Cut back on the cigarettes to get a break on tomorrow’s hangover
If you’re one of the 1 in 5 American adults who still smokes, here’s another reason to quit -- or at least scale back on days that are likely to end with several drinks: A new study finds that the likelihood of experiencing a hangover after a bout of heavy drinking is greater for those who smoke heavily on the day of their alcohol consumption. Worse still, the new research found that when a day of heavy cigarette smoking leads to a night of heavy drinking, the misery of the resulting hangover is intensified.
The Dutch authors of the latest study believe they have captured something more than a commonly observed social coincidence: that heavy drinkers tend also to be smokers.
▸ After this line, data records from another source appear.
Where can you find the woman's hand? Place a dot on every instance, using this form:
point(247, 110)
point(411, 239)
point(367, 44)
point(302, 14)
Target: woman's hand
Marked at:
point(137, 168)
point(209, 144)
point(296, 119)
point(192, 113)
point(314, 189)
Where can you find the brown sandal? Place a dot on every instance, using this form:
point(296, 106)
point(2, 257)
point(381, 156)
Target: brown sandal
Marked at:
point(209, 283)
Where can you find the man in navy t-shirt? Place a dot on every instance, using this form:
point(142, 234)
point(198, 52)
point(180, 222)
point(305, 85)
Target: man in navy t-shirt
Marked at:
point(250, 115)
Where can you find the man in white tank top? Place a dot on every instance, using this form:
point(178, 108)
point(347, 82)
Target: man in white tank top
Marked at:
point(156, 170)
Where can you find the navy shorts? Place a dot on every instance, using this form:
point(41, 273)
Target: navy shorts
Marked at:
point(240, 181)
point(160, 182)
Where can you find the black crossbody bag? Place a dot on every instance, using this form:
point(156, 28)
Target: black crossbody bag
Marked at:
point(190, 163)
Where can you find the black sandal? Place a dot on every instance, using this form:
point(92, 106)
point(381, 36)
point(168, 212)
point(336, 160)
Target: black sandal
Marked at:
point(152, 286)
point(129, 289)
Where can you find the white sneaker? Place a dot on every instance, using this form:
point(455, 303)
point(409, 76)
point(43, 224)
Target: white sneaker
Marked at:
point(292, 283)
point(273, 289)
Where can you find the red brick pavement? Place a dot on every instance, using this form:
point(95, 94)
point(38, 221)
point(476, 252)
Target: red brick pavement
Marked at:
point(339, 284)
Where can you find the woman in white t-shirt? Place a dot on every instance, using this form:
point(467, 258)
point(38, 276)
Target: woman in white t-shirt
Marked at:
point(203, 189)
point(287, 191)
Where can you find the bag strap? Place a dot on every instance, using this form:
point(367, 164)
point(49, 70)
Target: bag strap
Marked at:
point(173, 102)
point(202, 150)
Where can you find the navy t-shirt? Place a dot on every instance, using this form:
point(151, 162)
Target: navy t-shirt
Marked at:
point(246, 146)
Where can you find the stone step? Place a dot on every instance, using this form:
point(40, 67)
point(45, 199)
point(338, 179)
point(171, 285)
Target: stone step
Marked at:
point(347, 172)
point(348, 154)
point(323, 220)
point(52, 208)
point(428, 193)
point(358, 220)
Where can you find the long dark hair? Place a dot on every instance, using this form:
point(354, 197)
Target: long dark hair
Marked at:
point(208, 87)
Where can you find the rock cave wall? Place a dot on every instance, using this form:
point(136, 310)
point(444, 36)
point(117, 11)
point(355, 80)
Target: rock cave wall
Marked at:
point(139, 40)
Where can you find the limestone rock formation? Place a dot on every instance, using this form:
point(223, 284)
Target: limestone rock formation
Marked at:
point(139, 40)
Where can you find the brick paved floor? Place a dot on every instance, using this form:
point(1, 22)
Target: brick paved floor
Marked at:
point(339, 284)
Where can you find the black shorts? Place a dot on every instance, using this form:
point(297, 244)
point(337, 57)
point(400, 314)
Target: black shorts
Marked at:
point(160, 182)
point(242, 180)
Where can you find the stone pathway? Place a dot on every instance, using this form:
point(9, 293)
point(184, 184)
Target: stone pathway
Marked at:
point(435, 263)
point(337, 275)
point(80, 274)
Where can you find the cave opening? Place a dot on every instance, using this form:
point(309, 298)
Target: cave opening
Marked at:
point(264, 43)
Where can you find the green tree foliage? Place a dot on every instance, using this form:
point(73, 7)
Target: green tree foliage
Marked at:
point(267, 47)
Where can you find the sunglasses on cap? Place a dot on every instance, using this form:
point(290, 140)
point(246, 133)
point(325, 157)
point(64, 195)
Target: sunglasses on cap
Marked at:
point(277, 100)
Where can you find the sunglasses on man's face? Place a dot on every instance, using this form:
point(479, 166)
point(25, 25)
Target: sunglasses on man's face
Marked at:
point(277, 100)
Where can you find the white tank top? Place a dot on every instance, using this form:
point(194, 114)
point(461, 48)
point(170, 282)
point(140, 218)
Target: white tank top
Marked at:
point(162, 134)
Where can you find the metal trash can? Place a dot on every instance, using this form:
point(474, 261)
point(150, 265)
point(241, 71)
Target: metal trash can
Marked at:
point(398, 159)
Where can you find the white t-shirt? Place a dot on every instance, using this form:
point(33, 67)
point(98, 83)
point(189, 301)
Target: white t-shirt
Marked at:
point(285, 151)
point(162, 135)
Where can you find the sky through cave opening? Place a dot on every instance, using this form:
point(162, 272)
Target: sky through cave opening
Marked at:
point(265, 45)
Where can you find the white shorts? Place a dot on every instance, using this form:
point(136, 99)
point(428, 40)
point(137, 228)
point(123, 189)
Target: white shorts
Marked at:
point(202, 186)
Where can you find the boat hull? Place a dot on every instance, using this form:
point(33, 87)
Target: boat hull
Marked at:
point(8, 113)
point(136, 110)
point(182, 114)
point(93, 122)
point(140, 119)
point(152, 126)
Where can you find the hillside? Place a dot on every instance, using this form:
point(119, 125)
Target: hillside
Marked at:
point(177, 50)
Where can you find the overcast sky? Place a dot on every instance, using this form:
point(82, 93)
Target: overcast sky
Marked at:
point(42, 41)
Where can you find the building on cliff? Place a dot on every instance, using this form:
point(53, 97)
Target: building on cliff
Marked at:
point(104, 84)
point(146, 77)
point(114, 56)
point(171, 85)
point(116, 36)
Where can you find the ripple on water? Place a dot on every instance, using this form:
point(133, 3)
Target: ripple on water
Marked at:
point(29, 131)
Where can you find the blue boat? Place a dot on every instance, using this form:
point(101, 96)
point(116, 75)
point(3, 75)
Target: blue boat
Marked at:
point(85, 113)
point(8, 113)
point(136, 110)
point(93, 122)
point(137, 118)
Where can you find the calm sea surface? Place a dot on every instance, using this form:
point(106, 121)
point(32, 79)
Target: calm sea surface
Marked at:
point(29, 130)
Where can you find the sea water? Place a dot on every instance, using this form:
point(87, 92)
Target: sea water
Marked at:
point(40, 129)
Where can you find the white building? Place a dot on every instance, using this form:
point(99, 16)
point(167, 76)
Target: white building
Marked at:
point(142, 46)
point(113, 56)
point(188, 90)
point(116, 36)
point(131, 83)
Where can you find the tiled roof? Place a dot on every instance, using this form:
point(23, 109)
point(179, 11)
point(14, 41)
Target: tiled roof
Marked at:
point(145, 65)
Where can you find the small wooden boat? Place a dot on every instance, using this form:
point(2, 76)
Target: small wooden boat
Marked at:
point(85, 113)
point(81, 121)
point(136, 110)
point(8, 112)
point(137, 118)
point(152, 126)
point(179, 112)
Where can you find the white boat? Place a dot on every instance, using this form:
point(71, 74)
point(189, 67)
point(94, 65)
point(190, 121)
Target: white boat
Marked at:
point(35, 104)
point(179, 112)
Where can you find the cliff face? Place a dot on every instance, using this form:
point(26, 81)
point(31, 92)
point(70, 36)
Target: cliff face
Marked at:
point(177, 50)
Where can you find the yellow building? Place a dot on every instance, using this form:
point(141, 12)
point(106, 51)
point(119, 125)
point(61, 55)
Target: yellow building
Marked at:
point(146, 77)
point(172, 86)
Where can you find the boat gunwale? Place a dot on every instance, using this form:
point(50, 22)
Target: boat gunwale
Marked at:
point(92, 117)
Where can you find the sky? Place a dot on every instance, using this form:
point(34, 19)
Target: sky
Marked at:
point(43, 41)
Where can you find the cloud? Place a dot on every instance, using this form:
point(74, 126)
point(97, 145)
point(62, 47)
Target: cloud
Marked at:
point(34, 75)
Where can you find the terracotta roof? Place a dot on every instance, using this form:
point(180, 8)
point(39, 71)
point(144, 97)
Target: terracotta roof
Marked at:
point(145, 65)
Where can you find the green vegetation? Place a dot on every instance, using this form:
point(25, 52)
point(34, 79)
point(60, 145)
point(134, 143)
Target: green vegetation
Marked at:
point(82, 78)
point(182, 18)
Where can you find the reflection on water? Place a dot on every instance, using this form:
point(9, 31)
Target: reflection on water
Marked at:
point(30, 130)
Instead, they suggest that nicotine or other smoke constituents which accumulate in a smoker’s nervous system may interact with alcohol to produce a particularly punishing next-day experience.
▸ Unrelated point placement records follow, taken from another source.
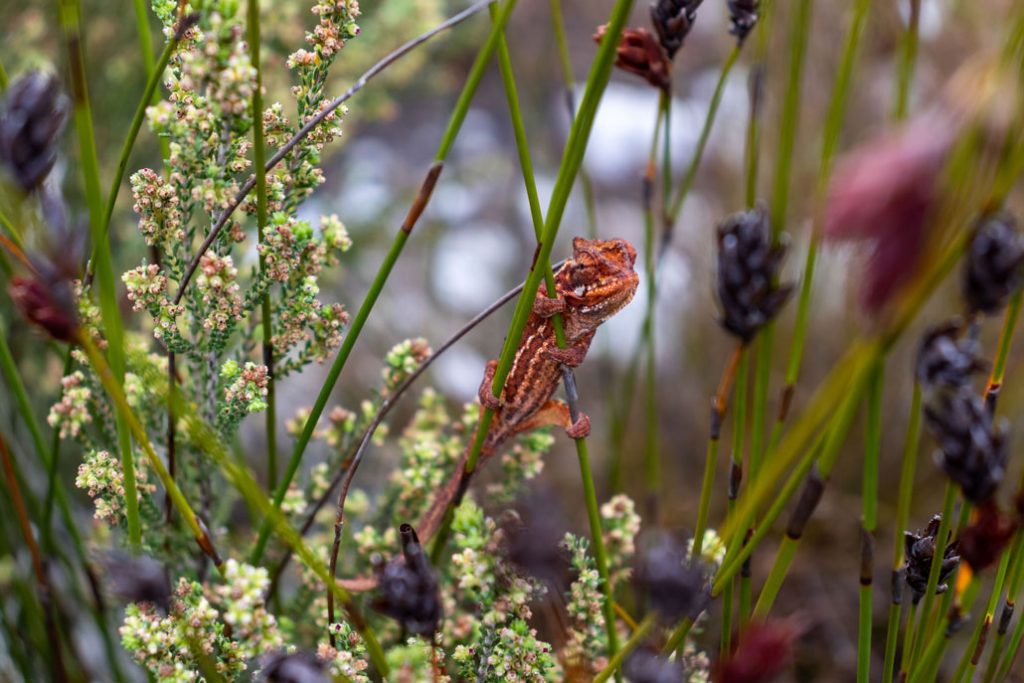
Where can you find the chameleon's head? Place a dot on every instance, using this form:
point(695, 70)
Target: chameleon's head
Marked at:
point(599, 280)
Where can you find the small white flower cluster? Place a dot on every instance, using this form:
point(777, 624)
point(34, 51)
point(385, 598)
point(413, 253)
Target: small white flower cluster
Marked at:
point(157, 206)
point(147, 290)
point(242, 600)
point(101, 476)
point(217, 286)
point(348, 659)
point(245, 392)
point(587, 637)
point(621, 524)
point(72, 413)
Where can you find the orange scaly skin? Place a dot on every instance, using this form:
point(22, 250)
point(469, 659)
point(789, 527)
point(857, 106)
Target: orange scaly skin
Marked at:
point(592, 287)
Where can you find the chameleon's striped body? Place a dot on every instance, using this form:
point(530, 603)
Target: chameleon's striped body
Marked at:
point(595, 284)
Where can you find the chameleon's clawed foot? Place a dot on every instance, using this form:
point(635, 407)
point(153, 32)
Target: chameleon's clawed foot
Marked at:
point(571, 356)
point(580, 428)
point(546, 306)
point(485, 394)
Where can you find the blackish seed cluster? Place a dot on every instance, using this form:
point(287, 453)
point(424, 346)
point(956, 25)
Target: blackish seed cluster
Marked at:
point(644, 666)
point(920, 549)
point(743, 16)
point(673, 20)
point(407, 588)
point(32, 117)
point(675, 586)
point(973, 452)
point(994, 264)
point(947, 360)
point(748, 271)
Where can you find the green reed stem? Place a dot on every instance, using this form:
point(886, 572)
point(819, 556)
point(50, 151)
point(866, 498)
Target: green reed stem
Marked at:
point(583, 454)
point(909, 462)
point(972, 655)
point(928, 667)
point(933, 573)
point(691, 171)
point(639, 634)
point(454, 125)
point(1005, 655)
point(735, 476)
point(791, 543)
point(266, 317)
point(869, 501)
point(907, 59)
point(568, 79)
point(994, 383)
point(720, 403)
point(651, 459)
point(110, 311)
point(55, 489)
point(571, 160)
point(136, 124)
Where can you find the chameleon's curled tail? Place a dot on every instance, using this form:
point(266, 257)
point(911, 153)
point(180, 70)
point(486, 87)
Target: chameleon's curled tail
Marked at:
point(449, 497)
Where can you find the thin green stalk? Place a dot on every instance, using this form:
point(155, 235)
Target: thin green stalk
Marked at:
point(791, 115)
point(907, 60)
point(568, 79)
point(259, 166)
point(651, 459)
point(110, 310)
point(812, 494)
point(994, 383)
point(869, 500)
point(909, 461)
point(735, 476)
point(571, 160)
point(1006, 655)
point(583, 456)
point(691, 171)
point(972, 655)
point(638, 636)
point(720, 403)
point(136, 124)
point(935, 569)
point(928, 667)
point(455, 123)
The study came out this week in the Journal of Studies on Alcohol and Drugs.
The intensifying effect of tobacco smoke on hangovers was unmistakable when the bout of drinking was especially heavy: when subjects attained a blood alcohol level of more than 110 mg/dl (or .11%), which would be legally intoxicated in any U.S. state. To do so, a 140-pound person would have to consume more than six bottles of beer in two hours.
In a eight-week study period, the 113 Dutch students who participated in the research managed to produce 1,272 such occasions, which were typically followed the next day by “the unpleasant residual effects of very heavy drinking” -- headache, weakness, nausea, trouble concentrating. When researchers checked the presence and severity of such symptoms against the subjects’ logs of how many cigarettes they had smoked the previous day, they found that drinkers who smoked seven or more cigarettes on the day of their bout suffered the most vicious symptoms the next day.